Biogenic synthesis of Iron oxide nanoparticles via optimization of nitrate reductase Enzyme using statistical experimental design

Abstract

Statistically designed experiments were proceeded to evaluate nutritional and environmental parameters that affect nitrate reductase enzyme (NR) activity in Achromobacter sp. KT735046. Plackett-Burman design was performed for screening and identifying efficiently the significance of 15 culture conditions influencing NR activity. FeCl₃ ·6H₂O, Na₂MoO₄ ·2H₂O and CuSO₄.5H₂O were the most significant variables positively influencing, whereas pH was the most significant negative contributors. The optimal levels of significant factors were further predicted from five level factorial designs, Central Composite Design (CCD). The optimum parameter values were CuSO₄.5H₂O (60.375) mg/l, FeCl₃·6H₂O (240 mg /L), pH (6.135) and Na₂MoO4·2H₂O (150 mg /L).
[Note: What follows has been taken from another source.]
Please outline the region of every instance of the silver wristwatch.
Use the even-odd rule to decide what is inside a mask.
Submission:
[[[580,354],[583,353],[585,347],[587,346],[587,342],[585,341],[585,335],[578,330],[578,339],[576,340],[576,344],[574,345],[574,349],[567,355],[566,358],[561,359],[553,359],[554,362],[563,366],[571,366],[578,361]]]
The biogenic Iron oxide nanoparticles "IONPs" were characterized; the dark brown IONPs exhibit maximum absorption from 400 to 464 nm, XRD reveals crystallite rhombohedral hematite, EDX confirms presence of 62% of iron, TEM illustrates formation of tiny IONPs, 1.4 and 2.8 nm in size, ξ potential and PDI recorded -42.9 mV and 0.268 respectively exhibiting high stability and monodispersed with no agglomeration by the help of biomolecules. This study conclude that Achromobacter sp. KT735046 consider being biofactory for synthesis nanoparticles by the help of NR enzyme and it may be the first time to optimize Achromobacter sp. KT735046 for IONPs biosynthesis using statistical designs.